Malcolm Gissen, the firm’s founder, was quick to read the cues and to switch gears. In 2000, Gissen teamed up with Marshall Berol–with whom, he says, he shared similar investment theories and visions–and subsequently, Malcolm H. Gissen & Associates began to focus its efforts on the money management business instead.

“Both of us are deep value investors and we are both genuine contrarians,” Gissen says of his relationship with Berol. “We’re top-down and bottom-up investors and after Marshall became CIO in 2000, we had the opportunity to formalize our investment style.”

This meant creating a brand-new mutual fund, since nothing else in the marketplace really suited either the duo’s investment style or their approach to the money management business.

“We would look at a particular industry that we liked and see some large-cap companies in it, some mid-cap companies and some small-cap players, and we wanted to be able to invest in all of them,” Berol says.

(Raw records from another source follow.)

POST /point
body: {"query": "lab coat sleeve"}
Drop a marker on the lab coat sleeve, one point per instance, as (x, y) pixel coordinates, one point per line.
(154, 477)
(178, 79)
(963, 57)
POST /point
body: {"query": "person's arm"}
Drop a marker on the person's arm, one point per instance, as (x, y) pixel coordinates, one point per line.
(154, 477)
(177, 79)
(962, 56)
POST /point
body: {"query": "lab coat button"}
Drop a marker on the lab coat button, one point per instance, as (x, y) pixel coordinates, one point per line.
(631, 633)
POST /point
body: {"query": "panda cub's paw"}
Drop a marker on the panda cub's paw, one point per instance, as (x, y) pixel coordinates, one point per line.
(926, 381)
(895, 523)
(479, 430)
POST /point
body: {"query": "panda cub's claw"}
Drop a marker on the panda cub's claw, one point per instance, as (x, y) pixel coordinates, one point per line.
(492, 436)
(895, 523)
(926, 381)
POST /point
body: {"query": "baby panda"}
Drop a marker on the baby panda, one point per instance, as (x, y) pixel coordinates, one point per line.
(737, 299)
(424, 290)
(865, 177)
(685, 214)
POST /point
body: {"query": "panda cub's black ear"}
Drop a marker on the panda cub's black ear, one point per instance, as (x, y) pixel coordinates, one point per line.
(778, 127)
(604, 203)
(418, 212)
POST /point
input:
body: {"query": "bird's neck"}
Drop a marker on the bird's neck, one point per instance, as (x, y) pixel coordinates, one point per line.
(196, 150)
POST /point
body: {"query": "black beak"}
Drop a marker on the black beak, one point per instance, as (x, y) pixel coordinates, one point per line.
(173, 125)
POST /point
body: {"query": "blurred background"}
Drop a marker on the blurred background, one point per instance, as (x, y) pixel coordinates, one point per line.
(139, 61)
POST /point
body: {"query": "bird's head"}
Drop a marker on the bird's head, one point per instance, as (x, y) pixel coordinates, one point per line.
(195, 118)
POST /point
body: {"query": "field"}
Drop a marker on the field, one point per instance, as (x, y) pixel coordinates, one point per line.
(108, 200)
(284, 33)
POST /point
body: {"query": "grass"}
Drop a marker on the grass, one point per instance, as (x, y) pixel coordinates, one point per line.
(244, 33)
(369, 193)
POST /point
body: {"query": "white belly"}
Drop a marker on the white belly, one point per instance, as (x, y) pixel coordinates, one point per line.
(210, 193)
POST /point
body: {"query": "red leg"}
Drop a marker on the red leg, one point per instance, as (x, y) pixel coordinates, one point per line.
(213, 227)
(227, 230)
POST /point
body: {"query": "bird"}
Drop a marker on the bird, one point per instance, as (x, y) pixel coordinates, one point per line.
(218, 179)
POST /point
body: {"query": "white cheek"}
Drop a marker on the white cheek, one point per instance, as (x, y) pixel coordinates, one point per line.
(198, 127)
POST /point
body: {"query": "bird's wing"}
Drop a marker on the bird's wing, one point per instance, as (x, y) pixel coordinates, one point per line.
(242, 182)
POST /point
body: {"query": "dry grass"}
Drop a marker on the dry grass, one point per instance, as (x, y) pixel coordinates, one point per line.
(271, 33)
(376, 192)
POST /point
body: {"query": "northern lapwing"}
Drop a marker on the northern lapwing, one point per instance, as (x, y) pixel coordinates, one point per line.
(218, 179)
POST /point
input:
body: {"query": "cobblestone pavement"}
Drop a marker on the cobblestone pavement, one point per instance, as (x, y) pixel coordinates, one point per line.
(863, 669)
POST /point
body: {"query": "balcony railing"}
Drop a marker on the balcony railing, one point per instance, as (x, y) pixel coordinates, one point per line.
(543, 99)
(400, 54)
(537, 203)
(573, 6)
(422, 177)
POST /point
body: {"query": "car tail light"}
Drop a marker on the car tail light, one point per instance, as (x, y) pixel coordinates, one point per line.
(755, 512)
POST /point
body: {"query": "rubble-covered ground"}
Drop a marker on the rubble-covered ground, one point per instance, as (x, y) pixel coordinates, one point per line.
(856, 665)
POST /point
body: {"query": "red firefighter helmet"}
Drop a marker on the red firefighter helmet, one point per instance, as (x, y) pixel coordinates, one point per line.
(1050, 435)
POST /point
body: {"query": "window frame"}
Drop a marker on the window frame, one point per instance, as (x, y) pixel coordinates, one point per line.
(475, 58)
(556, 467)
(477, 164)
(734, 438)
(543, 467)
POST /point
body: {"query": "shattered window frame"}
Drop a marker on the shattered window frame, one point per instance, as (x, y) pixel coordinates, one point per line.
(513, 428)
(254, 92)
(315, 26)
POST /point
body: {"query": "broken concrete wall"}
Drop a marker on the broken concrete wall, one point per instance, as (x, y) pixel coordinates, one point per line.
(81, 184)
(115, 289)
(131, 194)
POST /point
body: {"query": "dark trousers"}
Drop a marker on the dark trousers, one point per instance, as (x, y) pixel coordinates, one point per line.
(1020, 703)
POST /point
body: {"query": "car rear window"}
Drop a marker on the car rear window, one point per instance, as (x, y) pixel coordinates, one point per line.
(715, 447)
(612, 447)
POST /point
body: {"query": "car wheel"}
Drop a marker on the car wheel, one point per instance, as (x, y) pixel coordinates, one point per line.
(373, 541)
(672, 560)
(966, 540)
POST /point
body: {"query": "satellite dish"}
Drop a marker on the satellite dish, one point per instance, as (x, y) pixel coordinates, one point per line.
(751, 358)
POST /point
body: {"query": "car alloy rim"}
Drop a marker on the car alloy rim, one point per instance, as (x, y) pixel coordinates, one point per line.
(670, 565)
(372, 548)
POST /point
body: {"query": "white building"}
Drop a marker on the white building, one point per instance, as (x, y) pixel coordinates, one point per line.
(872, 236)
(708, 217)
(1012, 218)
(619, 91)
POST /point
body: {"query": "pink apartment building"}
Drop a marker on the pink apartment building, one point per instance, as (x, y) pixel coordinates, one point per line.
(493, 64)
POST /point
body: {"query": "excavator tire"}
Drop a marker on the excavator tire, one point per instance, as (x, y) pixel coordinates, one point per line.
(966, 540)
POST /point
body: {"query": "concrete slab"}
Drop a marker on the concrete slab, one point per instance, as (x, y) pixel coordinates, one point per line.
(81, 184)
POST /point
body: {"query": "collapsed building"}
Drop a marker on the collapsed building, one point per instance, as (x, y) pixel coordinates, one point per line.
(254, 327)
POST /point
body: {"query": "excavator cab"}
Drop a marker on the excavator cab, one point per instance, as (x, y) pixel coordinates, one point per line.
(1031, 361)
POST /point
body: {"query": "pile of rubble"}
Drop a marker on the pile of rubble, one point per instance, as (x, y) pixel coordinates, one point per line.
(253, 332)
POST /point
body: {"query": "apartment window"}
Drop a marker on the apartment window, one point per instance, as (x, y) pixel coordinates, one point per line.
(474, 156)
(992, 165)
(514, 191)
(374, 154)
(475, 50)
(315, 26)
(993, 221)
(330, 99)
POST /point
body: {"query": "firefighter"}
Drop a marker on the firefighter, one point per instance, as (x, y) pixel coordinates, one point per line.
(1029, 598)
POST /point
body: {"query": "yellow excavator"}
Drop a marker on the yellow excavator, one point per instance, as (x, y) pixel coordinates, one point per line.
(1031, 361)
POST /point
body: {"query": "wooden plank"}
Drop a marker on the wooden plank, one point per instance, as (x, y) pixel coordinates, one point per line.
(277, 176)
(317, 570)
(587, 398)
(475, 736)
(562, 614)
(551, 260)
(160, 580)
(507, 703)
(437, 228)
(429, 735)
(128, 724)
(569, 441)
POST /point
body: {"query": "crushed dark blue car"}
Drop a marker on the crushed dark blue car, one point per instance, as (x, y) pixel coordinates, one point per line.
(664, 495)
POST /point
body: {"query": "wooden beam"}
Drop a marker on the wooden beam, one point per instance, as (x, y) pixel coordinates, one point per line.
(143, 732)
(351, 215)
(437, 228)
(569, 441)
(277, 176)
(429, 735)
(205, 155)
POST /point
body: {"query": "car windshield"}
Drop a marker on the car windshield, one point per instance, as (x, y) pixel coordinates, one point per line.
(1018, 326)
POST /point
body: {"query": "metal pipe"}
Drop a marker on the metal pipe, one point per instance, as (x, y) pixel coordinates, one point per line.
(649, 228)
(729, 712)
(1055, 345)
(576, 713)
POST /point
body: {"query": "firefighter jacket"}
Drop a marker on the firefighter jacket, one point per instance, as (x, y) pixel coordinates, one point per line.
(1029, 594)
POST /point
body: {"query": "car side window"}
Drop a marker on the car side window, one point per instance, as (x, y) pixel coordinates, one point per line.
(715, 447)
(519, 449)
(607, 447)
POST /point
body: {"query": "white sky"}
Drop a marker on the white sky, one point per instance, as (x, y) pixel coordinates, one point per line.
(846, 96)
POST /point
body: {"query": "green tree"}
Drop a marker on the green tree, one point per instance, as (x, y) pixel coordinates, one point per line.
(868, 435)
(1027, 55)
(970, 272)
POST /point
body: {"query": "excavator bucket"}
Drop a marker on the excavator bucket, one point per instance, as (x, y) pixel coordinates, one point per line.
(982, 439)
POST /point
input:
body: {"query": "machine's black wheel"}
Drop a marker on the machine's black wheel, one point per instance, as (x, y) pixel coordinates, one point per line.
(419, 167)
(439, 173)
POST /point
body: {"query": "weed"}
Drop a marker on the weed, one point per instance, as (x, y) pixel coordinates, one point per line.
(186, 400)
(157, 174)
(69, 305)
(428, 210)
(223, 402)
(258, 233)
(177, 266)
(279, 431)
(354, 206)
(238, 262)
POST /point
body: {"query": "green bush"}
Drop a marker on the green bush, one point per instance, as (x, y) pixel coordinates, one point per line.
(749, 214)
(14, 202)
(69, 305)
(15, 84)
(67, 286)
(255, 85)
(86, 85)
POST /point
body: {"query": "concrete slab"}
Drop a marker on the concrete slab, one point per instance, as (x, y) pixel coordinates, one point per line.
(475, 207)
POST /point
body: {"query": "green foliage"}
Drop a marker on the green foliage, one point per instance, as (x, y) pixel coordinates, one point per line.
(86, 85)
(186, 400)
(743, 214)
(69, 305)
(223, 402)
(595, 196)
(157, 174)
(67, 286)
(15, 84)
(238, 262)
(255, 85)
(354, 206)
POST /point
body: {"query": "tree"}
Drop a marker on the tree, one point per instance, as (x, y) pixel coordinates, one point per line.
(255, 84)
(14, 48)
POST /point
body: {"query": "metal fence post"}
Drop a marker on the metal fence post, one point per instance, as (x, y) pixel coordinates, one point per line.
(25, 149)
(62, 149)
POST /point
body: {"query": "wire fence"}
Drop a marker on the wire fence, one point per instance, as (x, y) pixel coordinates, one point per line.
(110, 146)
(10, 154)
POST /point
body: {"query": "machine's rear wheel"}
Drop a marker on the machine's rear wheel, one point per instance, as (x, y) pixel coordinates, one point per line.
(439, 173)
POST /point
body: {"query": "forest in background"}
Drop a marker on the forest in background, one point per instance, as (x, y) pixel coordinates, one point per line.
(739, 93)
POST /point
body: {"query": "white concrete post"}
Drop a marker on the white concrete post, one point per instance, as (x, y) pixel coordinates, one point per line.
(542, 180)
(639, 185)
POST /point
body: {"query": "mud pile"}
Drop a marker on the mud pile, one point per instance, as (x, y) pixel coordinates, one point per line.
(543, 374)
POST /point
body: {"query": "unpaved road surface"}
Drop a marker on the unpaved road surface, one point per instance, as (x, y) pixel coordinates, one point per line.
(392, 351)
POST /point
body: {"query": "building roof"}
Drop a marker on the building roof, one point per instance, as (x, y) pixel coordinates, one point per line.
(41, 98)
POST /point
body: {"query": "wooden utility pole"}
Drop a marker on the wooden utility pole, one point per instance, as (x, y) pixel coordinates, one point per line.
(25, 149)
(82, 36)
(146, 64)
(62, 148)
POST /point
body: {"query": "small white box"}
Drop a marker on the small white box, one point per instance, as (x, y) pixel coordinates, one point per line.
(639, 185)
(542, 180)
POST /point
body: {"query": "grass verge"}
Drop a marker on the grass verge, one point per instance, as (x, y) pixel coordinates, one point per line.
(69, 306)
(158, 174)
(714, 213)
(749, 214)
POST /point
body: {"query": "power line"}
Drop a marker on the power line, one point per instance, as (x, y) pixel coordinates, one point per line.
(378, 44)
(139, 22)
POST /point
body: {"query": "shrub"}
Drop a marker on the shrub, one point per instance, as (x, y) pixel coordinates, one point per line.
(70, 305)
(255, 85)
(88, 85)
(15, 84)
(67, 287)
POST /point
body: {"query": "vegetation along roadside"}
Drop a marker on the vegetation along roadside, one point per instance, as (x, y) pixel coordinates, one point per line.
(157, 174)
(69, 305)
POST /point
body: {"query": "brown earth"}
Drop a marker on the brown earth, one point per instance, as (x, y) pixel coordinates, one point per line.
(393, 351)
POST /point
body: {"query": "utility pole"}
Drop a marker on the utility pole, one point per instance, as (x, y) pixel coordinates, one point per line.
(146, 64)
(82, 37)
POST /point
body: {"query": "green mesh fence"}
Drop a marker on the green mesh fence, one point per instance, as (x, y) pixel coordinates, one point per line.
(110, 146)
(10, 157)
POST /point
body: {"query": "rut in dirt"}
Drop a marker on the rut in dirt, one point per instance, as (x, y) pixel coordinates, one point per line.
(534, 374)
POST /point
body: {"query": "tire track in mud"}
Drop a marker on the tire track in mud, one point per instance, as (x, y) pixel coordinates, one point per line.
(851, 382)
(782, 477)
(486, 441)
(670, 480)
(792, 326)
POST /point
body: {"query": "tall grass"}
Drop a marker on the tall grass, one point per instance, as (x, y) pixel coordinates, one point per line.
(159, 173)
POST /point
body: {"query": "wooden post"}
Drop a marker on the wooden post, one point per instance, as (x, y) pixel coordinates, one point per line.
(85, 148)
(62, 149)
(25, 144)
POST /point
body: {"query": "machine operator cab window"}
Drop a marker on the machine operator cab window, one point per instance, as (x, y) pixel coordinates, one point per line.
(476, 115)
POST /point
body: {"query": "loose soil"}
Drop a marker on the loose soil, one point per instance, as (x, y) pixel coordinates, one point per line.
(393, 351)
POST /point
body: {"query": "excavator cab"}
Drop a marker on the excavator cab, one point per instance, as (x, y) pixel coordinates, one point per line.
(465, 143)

Going beyond the prescribed boundaries that limit most mutual funds, the Encompass Fund was set up to be able to go anywhere and invest in any kind of company, no matter its size or industry. The fund can stick with its investments through time because it has no limits, Gissen says, “so if we invested in a small-cap company that does well and then becomes a mid- or large-cap, we don’t have to sell it, like other funds might have to do, because we weren’t formed to do only small cap.”

The flexibility this approach affords, Gissen says, is the best way to deliver the kinds of returns that long-term investors in the Encompass Fund are looking for.